Out To The Field – Many Openings In The Darkness

Continued from last week here:

Likutey Moharan I:9 – Week 2

Just as my friend had advised me, I found the time I spent slowly learning ?the meaning of the prayers in the siddur along with the simple meaning of the words to be quite beneficial (yet certainly not a “silver bullet” by any means). I did have one important revelation during this process of studying the siddur though; a new found understanding for the meaning of the term avodah shebelev (literally: “work of the heart”; referring  to prayer). I always understood this term to mean that I need to really work to make sure my words of prayer were an honest expression of my heart. However, I came to understand that this term could also mean that prayer actually consisted of two components – “work” and  “heart” – and that sometimes my prayers might lean more to one side or the other . With this new understanding, I was reassured that my prayers were not deficient if they were not always offered with both of these two components simultaneously. I didn’t need to be so hard on myself if my prayers were not consistently “an unblemished offering”.

In addition to working on davening b’emes during Shacharis, Mincha, and Maariv, I began to realize that I needed to apply the Rebbe teachings to my time in hisbodedus as well. Early one morning, it dawned upon me that there were things that bothered me so greatly and were so sensitive that I would not even speak to Hashem about them. Rather, I would just push them down so they would not surface in my consciousness again for a few weeks or months. I then said to Hashem, “If You know all of my thoughts, how can I think that You don’t know about these things? Who am I fooling!?” I then began to speak to Hashem about all of these sensitive feelings with brutal honesty. I had not been this honest with Hashem since the last time I visited the Rebbe’s tziyun (grave site)  in Uman and I confessed to Hashem all of things that I had done in my life up to that point thereby shattering the hard casings around my heart.

The time I started to spend each morning in hisbodedus speaking to Hashem with complete honestly began to get me in touch a deeper level of self than I previously knew existed. I began to trace things to their source and come to a better understanding of who I really was. I came to understand that it was pointless to continually renovate my house (so to speak) if I had a basement that was flooded with sewage. I couldn’t pretend those coarse and unrefined elements of my self did not exist. I could no longer arrogantly think to myself that I was better than anyone I saw around me.

I was reminded of this in a dream I had one night during this time as well. In the dream, I shaved off my beard which I have had for over a decade. I then went into a panic, crying hysterically when I remembered that I needed to go to work the next day and would be showing up in front of my co-workers without a beard. Waking up from this “nightmare” in the middle of the night, I grasped my beard and said, “Oh, Thank You, Hashem!!”.  Reflecting about this dream in hisbodedus the next few days, I tried to plumb its meaning. Did it mean that the “real me” was a person without a beard? Was my beard simply a costume I was putting on to make others believe I was some sort of “holy man”?

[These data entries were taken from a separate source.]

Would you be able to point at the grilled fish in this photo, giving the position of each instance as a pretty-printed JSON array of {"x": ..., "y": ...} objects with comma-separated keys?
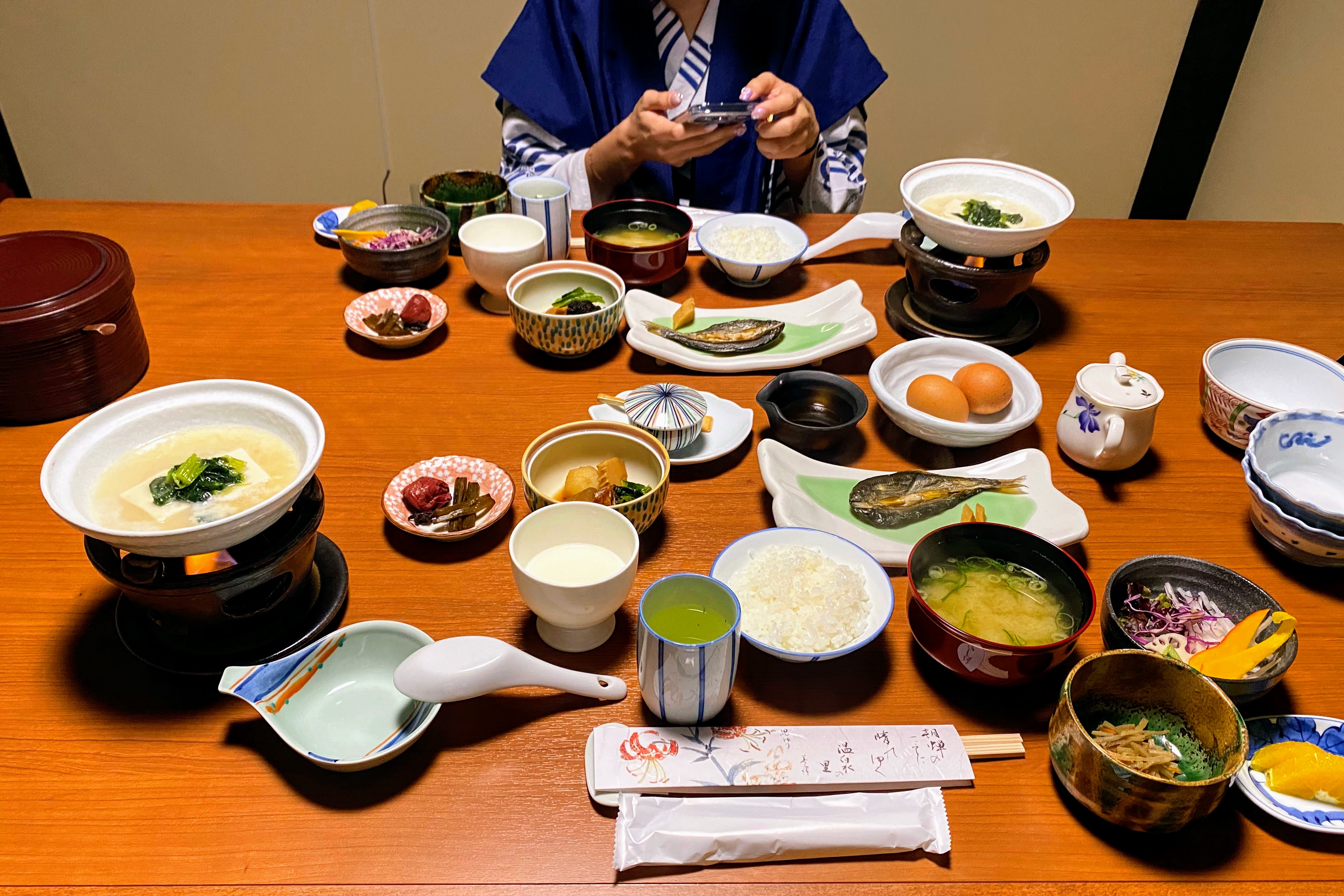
[
  {"x": 729, "y": 338},
  {"x": 900, "y": 499}
]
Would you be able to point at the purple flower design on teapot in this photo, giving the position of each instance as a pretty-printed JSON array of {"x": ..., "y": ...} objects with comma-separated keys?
[{"x": 1088, "y": 415}]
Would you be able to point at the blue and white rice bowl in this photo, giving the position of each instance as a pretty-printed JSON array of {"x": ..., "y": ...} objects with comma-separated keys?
[
  {"x": 1299, "y": 461},
  {"x": 1292, "y": 538},
  {"x": 673, "y": 414},
  {"x": 877, "y": 582},
  {"x": 749, "y": 273}
]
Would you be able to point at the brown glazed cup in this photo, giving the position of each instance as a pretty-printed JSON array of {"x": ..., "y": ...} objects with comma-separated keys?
[{"x": 1122, "y": 684}]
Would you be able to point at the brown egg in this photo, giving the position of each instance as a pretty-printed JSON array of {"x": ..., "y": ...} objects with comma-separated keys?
[
  {"x": 940, "y": 397},
  {"x": 987, "y": 387}
]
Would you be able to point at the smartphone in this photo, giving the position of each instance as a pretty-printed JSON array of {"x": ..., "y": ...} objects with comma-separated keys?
[{"x": 721, "y": 113}]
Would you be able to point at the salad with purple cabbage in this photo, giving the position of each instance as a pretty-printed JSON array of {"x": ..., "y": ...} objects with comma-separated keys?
[
  {"x": 402, "y": 238},
  {"x": 1175, "y": 622}
]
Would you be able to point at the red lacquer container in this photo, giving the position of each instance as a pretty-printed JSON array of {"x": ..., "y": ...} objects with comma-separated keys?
[
  {"x": 976, "y": 659},
  {"x": 71, "y": 336},
  {"x": 642, "y": 265}
]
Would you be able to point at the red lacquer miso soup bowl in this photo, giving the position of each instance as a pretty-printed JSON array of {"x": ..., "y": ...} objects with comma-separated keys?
[
  {"x": 642, "y": 240},
  {"x": 960, "y": 569}
]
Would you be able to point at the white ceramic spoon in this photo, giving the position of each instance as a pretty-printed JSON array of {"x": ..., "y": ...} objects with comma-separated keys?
[
  {"x": 870, "y": 225},
  {"x": 470, "y": 667}
]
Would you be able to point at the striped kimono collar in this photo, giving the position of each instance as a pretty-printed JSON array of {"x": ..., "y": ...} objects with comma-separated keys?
[{"x": 686, "y": 62}]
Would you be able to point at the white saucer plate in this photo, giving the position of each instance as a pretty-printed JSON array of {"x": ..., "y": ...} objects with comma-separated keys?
[
  {"x": 330, "y": 221},
  {"x": 788, "y": 476},
  {"x": 732, "y": 426}
]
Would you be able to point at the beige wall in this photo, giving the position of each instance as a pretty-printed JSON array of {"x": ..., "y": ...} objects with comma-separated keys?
[
  {"x": 1279, "y": 151},
  {"x": 277, "y": 103}
]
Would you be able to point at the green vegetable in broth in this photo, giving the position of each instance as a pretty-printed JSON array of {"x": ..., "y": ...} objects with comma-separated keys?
[
  {"x": 638, "y": 234},
  {"x": 579, "y": 295},
  {"x": 996, "y": 601},
  {"x": 981, "y": 214},
  {"x": 195, "y": 480}
]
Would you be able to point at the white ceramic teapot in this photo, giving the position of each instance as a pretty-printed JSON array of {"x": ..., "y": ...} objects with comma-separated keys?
[{"x": 1108, "y": 420}]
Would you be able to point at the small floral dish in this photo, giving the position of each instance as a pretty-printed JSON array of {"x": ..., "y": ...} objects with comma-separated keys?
[
  {"x": 732, "y": 426},
  {"x": 534, "y": 291},
  {"x": 1234, "y": 594},
  {"x": 492, "y": 480},
  {"x": 334, "y": 702},
  {"x": 1299, "y": 463},
  {"x": 1124, "y": 687},
  {"x": 1287, "y": 534},
  {"x": 1244, "y": 381},
  {"x": 330, "y": 221},
  {"x": 893, "y": 371},
  {"x": 554, "y": 453},
  {"x": 744, "y": 273},
  {"x": 815, "y": 328},
  {"x": 882, "y": 598},
  {"x": 816, "y": 495},
  {"x": 394, "y": 299},
  {"x": 1308, "y": 815}
]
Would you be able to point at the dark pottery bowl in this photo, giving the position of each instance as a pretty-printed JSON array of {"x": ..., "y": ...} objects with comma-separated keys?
[
  {"x": 397, "y": 265},
  {"x": 269, "y": 571},
  {"x": 976, "y": 659},
  {"x": 812, "y": 410},
  {"x": 464, "y": 195},
  {"x": 1235, "y": 596},
  {"x": 644, "y": 265},
  {"x": 1124, "y": 687}
]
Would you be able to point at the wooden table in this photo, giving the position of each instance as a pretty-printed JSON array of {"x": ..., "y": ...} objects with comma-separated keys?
[{"x": 119, "y": 776}]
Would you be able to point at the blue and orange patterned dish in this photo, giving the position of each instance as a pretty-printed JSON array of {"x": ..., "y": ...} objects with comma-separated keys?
[
  {"x": 1308, "y": 815},
  {"x": 334, "y": 702}
]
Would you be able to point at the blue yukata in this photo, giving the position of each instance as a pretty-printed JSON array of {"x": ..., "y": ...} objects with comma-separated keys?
[{"x": 570, "y": 70}]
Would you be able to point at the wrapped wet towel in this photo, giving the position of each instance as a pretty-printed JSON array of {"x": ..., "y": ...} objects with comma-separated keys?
[{"x": 705, "y": 831}]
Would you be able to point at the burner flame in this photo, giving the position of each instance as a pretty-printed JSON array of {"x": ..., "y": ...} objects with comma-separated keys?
[{"x": 199, "y": 563}]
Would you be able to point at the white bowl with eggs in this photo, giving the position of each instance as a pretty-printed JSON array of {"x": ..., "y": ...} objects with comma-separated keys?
[
  {"x": 81, "y": 457},
  {"x": 1044, "y": 202},
  {"x": 893, "y": 373},
  {"x": 877, "y": 584},
  {"x": 718, "y": 244}
]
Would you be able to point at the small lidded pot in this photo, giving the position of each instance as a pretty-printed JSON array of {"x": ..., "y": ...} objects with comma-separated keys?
[
  {"x": 1108, "y": 420},
  {"x": 674, "y": 414}
]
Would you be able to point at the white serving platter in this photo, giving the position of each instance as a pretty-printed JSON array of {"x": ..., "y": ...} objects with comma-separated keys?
[
  {"x": 1050, "y": 514},
  {"x": 840, "y": 307},
  {"x": 732, "y": 426}
]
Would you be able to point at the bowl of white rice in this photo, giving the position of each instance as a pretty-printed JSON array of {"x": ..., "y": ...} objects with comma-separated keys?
[
  {"x": 805, "y": 596},
  {"x": 751, "y": 249}
]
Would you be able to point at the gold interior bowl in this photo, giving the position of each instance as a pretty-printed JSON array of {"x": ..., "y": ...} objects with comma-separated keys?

Eventually one morning, I had an insight during hisbodedus: The beardless me was an aspect of myself that was still very much present – the me that was motivated primarily by the desires and cravings of my body. The bearded me was that aspect of myself which was motivated primarily by my neshoma (soul).* After following the dictates of the body and shaving off my beard in my dream, I was distressed because I had to go back among people without giving them any visual clues of who the “real me”  really was. I felt as if I would be made to sit at conference table at the weekly staff meeting at work and have my animalistic thoughts revealed to those around me.

The dream lingered in my mind. How was I to get back in tune with the “real me”? How was I supposed to clean out the filth in this flooded basement? Returning to this lesson in Likutey Moharan, the Rebbe’s words encouraged me,

“Know the darkness itself contains many openings from to exit…

….And know, a person merits to find an opening through emes.”

I asked Hashem over and over in hisbodedus during the next few days to help me find these openings. “Hashem, if there are ‘many openings’, why can’t I find even one!?“, I asked. After spending time reflecting on this is question it came to me that perhaps the answer was hinted to in something Rabbi Dovid Sears once wrote,

To follow the Rebbe’s derekh (path), a person must go into himself.

Perhaps it was time to return to one of my favorite lessons Likutey Moharan; one that had once confirmed in my mind that Breslov was the right path for me.   Next week, I will tell you about my return to Likutey Moharan II:73, a lesson focused on how a person can find his unique path.

 

* Note: This posting is not meant in any way to cast aspersions on a man without a beard who can certainly be infinitely more pious than a man with a beard. I am not trying to imply that a person without a beard is hiding his true self. In this piece, I am only writing about myself and what a beard represents to me alone.